Tenho insistido, em tudo que escrevo, sobre a necessidade de se estabelecer uma relação de respeito pessoal, sexual, moral e físico entre homens e mulheres, correndo o risco, inclusive, de ser interpretado como contrário aos direitos das mulheres, o que absolutamente não é verdade.

Minha história de vida pessoal me permite dizer que amo as mulheres, pois tenho três filhas e uma netinha querida, e todos sabem o carinho que devoto a elas, apesar de algumas “reinações” próprias da condição humana.
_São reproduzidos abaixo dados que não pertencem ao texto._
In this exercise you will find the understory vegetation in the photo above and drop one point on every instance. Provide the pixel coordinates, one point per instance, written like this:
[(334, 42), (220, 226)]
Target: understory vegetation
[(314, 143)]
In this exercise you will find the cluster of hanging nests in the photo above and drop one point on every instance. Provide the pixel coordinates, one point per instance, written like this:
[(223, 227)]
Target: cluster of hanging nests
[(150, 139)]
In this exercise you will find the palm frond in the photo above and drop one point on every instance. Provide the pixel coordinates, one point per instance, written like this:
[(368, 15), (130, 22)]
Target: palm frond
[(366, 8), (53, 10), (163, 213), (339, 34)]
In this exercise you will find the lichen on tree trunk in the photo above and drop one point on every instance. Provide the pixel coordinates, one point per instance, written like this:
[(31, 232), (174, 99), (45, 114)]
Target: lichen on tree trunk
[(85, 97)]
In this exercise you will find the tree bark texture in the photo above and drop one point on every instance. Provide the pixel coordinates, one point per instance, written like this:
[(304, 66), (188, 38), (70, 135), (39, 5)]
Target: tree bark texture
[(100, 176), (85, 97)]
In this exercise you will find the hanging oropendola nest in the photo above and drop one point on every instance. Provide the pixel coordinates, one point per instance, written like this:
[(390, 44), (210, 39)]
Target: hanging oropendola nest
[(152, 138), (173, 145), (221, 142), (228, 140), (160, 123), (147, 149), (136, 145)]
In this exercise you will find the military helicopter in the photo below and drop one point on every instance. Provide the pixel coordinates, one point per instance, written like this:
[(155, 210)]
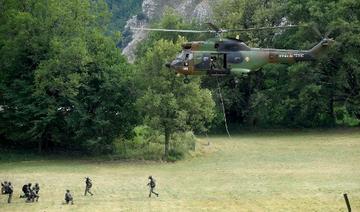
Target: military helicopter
[(220, 56)]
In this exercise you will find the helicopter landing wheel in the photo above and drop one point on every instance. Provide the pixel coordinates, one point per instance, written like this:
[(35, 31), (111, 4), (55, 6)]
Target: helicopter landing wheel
[(186, 80)]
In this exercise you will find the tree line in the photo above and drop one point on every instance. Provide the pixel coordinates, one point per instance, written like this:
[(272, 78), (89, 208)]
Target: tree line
[(64, 85)]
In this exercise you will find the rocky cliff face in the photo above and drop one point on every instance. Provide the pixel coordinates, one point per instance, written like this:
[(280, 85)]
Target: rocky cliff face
[(199, 10)]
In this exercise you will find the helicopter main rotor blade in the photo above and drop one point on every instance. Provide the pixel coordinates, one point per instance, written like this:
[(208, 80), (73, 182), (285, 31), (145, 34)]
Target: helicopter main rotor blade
[(173, 30), (261, 28)]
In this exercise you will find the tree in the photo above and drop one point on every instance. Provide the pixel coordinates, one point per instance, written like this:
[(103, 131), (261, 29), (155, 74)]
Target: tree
[(167, 104), (63, 83)]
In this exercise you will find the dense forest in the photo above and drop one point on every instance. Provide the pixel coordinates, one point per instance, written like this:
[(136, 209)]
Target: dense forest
[(64, 85)]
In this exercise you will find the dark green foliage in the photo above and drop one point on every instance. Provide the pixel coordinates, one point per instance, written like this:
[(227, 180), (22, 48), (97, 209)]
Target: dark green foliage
[(63, 82)]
Em vista disso, posso dizer que abomino qualquer tipo de violência contra as mulheres, seja praticada por estranhos e, pior ainda, por parceiros, maridos, namorados, ficantes ou qualquer que seja a condição, pois tal demonstra que o mundo ainda é muito injusto e desigual para com as representantes do sexo feminino.

Segundo notícia publicada no site do Tribunal de Justiça, no Estado do Rio Grande do Sul, mais de 150 processos por feminicídio, que é uma qualificadora do delito de homicídio, foram iniciados em 2016, sendo que no Brasil a taxa desse crime é de 4,8 para 100 mil mulheres – a quinta maior no mundo, segundo dados da Organização Mundial da Saúde.

Isso significa que, estatisticamente, a cada três dias, uma mulher é morta no Rio Grande do Sul por agressões perpetradas por homens, quase três por semana, mais de 12 por mês.

Ocorre que uma morte é muito mais que um número nas estatísticas, pois representa sofrimento, dor e descrença na espécie humana, que não evolui para respeitar-se mutuamente. Representa ainda crianças sem mãe, companheiros sem companheiras, solidão, desilusão na capacidade do amor, ódio e incompreensão.

A esse número absurdo de mortes de mulheres pela violência humana, devem se somar milhares que morrem sem atendimento médico e por falta de alimentação, por deficiências de vestimentas e descaso.

Dizem que é chato falar disso, mas não falar disso é criminoso, pois é no silêncio e na omissão que os agressores se criam, se agigantam e se escondem.

Um dia, espero que próximo, possamos parar de escrever sobre isso, e aí teremos um mundo bom, justo e igualitário para as mulheres.